Micheline Cuerrier, 26 ans, poignardée et égorgée le 15 octobre à La Pêche par son ex-partenaire sexuel, Gilles Lemieux, 39 ans, un employé de dépanneur, 3 jours après avoir rompu avec lui. Lemieux s’était déjà reconnu coupable de harcèlement et de menaces de mort en mai 1997, mais il n’avait été condamné qu’à un an de probation et assigné à un programme de « thérapie ». Cuerrier avait supplié sa mère et son frère de venir habiter avec elle pour la protéger. Lemieux a été accusé de meurtre prémédité.

Milia Abrar, 22 ans, poignardée à plusieurs reprises le 20 octobre à Montréal. Son cadavre a été retrouvé dans une toilette du Parc Angrignon. Elle s’était défendue contre son agresseur Aucun suspect n’a été arrêté même si la police soupçonne « une connaissance » ; sa famille désapprouvait le fait qu’elle avait rompu avec son fiancé pour amorcer une autre relation.

Cédric Bourgeois-Cadieux, 9 mois, suffoqué le 20 octobre à Brownsburg après que le partenaire sexuel de sa mère, Serge Malette, 27 ans, l’ait bâillonné avec du papier collant pour ne pas être dérangé alors qu’il baisait avec celle-ci. Malette et la mère de l’enfant ont été condamnés.

Lisette Poulin, 39 ans, tuée le 21 octobre à Saint-Agapit par son partenaire sexuel, Émile Bergeron, 42 ans.

Linda Condo, 37 ans, Trouvée tuée d’un coup de feu à la tête dans un fossé à Nouvelle, près de la Réserve amérindienne de Maria. Comme beaucoup de meurtres d’Amérindiennes, celui-ci n’avait pas été signalé par les médias à l’époque.

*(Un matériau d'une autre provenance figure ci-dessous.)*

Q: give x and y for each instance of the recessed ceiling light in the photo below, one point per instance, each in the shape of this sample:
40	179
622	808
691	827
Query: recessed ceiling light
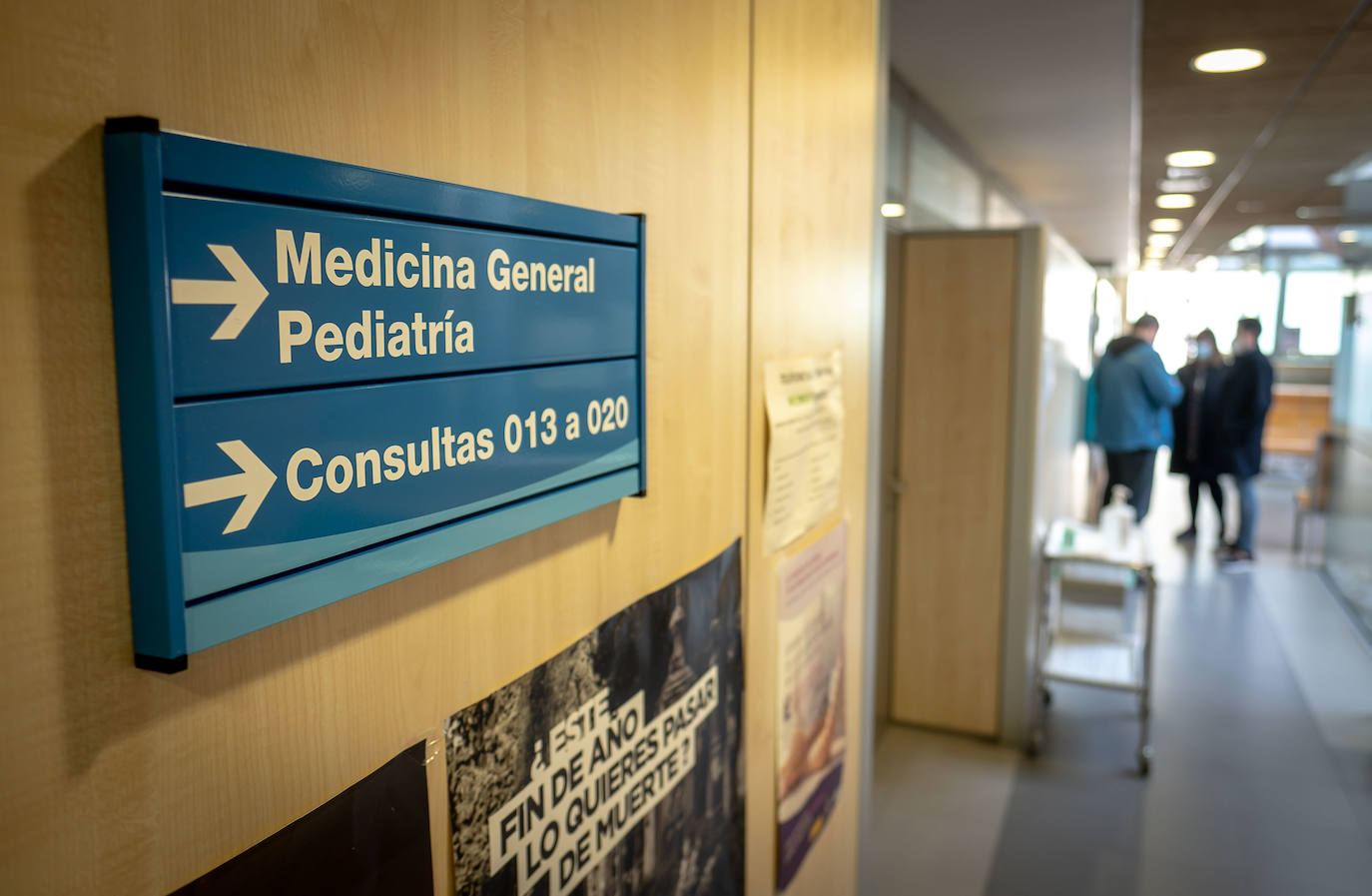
1191	158
1176	201
1221	61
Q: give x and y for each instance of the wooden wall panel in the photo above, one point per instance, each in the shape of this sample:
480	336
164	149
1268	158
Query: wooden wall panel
117	781
955	390
815	87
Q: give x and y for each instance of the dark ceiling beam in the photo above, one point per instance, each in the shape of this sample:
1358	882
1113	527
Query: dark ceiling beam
1264	138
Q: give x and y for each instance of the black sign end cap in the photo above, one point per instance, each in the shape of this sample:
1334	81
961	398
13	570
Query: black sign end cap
161	663
132	124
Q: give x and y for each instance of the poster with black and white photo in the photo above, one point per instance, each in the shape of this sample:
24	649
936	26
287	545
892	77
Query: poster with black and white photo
615	767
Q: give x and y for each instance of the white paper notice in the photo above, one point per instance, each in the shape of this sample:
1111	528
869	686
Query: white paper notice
804	448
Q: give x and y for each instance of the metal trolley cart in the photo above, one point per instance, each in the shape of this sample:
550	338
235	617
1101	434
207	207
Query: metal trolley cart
1100	632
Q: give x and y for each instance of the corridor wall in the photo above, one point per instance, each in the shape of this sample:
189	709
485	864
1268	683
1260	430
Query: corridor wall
744	133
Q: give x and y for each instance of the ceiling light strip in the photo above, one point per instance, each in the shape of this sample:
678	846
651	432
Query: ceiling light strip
1264	138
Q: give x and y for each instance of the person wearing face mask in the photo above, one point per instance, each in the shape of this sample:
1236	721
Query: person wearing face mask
1244	399
1195	452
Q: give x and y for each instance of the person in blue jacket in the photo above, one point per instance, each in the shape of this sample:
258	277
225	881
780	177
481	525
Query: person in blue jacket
1129	401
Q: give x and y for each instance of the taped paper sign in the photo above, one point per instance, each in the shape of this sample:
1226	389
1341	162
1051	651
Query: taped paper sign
804	445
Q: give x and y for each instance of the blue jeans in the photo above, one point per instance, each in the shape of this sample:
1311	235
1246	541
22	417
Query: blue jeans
1247	512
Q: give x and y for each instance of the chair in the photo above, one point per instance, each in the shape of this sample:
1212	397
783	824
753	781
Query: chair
1313	496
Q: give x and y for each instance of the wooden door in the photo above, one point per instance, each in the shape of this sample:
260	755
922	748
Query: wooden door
955	355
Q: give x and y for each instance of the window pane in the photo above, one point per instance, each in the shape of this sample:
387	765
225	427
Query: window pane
1314	307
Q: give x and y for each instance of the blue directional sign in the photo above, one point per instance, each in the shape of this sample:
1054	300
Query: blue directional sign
331	377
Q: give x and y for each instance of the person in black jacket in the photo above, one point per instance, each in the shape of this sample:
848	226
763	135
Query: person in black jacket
1244	397
1195	452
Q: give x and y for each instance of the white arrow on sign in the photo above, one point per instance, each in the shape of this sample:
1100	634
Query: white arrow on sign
245	291
252	484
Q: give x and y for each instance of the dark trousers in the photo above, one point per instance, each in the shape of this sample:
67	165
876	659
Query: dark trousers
1132	469
1216	492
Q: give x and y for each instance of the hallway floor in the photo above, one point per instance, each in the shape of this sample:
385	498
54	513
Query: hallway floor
1261	781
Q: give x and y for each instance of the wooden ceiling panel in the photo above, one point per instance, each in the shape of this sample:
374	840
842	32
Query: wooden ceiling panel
1225	113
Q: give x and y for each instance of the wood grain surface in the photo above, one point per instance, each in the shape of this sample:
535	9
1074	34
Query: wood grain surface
958	322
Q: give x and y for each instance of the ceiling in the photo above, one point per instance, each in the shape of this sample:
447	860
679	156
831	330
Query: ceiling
1044	95
1317	121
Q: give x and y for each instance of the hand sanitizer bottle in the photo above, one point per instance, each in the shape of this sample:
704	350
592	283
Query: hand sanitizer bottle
1117	520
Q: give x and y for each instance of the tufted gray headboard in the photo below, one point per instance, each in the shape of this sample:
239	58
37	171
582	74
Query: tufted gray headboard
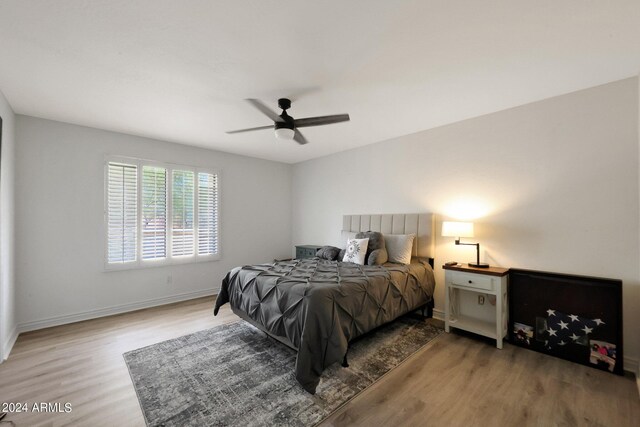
423	225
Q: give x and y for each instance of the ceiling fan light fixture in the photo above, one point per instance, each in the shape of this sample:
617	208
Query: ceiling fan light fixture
285	133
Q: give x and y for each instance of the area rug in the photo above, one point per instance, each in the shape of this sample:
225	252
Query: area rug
235	375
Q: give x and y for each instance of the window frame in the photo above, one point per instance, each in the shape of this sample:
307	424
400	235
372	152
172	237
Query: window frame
169	258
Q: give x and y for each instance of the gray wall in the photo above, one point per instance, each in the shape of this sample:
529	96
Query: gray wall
60	252
551	185
8	332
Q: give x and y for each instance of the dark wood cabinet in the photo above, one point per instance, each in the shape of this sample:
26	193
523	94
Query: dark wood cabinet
578	318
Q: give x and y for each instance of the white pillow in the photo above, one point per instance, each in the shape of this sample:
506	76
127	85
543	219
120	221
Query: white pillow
356	251
399	247
346	235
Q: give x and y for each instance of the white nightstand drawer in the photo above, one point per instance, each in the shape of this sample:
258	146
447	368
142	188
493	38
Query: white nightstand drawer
472	281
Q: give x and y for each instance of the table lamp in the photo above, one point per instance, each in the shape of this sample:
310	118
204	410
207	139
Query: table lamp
463	229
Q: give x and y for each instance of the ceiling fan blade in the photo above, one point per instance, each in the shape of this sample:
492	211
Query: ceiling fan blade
250	129
321	120
264	109
299	138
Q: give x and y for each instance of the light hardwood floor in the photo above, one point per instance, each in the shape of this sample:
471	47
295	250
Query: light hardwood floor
454	381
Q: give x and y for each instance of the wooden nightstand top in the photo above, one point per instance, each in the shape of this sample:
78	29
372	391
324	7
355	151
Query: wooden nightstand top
491	271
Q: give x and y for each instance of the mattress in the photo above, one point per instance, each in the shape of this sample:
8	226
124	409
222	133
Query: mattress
318	306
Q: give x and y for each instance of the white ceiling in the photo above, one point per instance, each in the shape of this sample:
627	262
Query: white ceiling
179	70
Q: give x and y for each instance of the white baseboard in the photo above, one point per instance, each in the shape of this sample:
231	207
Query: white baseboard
109	311
631	365
8	345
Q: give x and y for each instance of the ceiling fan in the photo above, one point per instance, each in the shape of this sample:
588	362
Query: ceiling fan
286	127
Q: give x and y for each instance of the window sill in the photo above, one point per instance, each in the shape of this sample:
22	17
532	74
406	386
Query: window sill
140	265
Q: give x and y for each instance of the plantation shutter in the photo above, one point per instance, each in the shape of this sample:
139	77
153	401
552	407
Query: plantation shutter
154	212
207	213
182	203
122	212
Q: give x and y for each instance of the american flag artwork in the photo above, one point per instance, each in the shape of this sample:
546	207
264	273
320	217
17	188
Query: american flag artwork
563	329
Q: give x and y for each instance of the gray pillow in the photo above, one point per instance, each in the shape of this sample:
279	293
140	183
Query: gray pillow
376	243
377	257
328	252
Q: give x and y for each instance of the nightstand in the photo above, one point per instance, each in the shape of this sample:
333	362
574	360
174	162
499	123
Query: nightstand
306	251
465	288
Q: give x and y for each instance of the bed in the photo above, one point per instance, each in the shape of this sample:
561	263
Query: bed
317	306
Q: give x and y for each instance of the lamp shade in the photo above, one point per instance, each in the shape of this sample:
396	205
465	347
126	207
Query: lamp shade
284	133
457	229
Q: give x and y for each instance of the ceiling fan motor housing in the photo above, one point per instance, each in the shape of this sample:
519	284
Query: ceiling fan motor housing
284	103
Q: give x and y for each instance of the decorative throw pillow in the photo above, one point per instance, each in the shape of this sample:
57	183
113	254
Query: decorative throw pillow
376	243
377	257
346	235
328	252
399	247
356	251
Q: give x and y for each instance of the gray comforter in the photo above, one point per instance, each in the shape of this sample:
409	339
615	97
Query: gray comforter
319	306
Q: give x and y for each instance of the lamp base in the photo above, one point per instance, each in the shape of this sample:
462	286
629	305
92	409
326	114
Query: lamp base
479	265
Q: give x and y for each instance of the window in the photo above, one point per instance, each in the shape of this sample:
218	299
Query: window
159	213
123	212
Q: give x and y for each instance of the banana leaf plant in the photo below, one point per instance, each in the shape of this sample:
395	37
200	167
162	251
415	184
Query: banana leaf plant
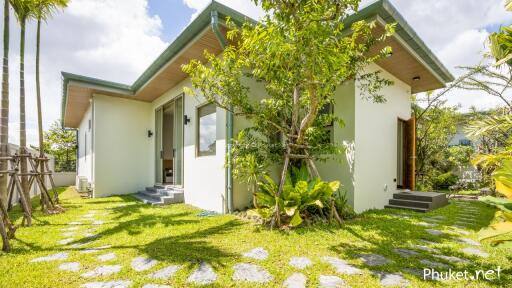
299	194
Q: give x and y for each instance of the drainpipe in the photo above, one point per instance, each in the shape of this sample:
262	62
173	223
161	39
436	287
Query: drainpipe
229	122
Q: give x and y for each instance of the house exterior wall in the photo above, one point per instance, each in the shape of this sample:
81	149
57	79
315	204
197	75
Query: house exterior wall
376	143
121	146
204	179
85	155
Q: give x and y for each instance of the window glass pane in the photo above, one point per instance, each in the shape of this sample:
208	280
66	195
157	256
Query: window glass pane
207	130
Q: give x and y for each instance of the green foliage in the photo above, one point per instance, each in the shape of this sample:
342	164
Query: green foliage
62	145
444	181
299	195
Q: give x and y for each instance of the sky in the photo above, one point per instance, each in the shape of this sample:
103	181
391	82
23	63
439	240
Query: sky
117	40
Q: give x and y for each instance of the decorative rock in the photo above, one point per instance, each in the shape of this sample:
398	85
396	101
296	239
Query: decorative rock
95	250
111	284
66	241
476	252
165	273
54	257
142	264
452	259
405	252
300	262
331	282
257	253
71	267
251	273
425	248
203	275
374	259
433	264
107	257
342	266
102	271
434	232
467	241
392	279
297	280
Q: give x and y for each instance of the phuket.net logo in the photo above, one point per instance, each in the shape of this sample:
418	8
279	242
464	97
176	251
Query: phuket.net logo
453	275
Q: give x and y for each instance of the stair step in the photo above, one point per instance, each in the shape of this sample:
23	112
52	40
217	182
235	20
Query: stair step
411	203
418	209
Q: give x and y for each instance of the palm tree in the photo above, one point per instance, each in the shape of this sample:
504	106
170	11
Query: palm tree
44	9
23	10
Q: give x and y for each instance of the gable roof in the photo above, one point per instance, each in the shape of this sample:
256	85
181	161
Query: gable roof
204	34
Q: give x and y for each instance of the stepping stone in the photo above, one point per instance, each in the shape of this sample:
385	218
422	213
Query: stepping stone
329	281
405	252
103	271
434	232
165	273
297	280
142	264
71	267
107	257
342	266
475	252
95	250
111	284
452	259
374	259
392	279
425	248
54	257
251	273
66	241
203	275
468	241
70	229
300	262
257	253
433	264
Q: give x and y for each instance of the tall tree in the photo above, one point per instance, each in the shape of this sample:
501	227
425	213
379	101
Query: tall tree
302	53
44	9
23	10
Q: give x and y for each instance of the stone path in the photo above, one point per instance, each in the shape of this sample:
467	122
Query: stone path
257	253
203	275
251	273
296	280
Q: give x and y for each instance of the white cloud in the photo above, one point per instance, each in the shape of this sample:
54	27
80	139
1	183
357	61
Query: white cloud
114	40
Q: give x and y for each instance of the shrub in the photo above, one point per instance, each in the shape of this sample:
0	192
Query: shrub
444	181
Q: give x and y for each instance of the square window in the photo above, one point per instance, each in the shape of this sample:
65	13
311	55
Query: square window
206	130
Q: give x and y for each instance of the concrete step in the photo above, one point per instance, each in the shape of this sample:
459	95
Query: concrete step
407	208
411	203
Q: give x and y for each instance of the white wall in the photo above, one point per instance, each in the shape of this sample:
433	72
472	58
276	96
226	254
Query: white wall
122	148
85	157
376	143
204	177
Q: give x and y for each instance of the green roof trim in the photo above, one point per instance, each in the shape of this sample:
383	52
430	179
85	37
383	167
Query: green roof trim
387	12
381	8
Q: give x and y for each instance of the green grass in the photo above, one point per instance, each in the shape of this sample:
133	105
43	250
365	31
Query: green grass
176	235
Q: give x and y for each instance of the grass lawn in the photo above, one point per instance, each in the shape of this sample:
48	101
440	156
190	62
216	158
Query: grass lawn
177	235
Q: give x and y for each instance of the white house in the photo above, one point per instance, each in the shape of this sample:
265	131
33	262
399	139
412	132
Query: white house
135	136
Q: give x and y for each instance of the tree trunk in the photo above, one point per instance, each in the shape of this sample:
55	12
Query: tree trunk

Lucille Gignac-Gélinas, 75 ans, battue à mort à coups de fer à repasser chez elle, le 31 octobre à Shawinigan-Sud par Martin Castonguay, 18 ans, et Sébastien Marcouillier, 17 ans, qui venaient lui extorquer de l’argent. Ils ont tous deux condamnés à perpétuité. Gignac-Gélinas avait participé à une marche des femmes contre la violence quelques semaines plus tôt.

Marlène Hogue, 30 ans, danseuse, poignardée à plusieurs reprises le 1er novembre à Saint-Damase sur un chemin de campagne par François « Spike » Beauregard, 26 ans, et Yann Desrosiers, 20 ans, qui lui avaient réclamé des services sexuels après son spectacle et qui l’avaient suivi en voiture lorsqu’elle était partie à pied. Les meurtriers, qui se sont, au procès, renvoyé la responsabilité ont été respectivement acquitté et accusé de simple complicité.

Martine Lefebvre, 24 ans, employée de dépanneur, poignardée à plusieurs reprises devant son fils de 5 ans par son partenaire sexuel Daniel Labonté, 33 ans, un infirmier des Forces canadiennes. Elle avait déjà fait appel à la police pour le faire accuser de voies de fait mais on n’avait porté aucune accusation. Labonté s’est ensuite suicidé.

Lorraine Pelletier, 54 ans, tuée le 27 novembre à Sainte-Julie par son partenaire sexuel, Paul Laporte, 56 ans.

Marie-Pier Joly, 4 ans, tuée le 3 décembre à Montréal par son père Guy Joly, 29 ans.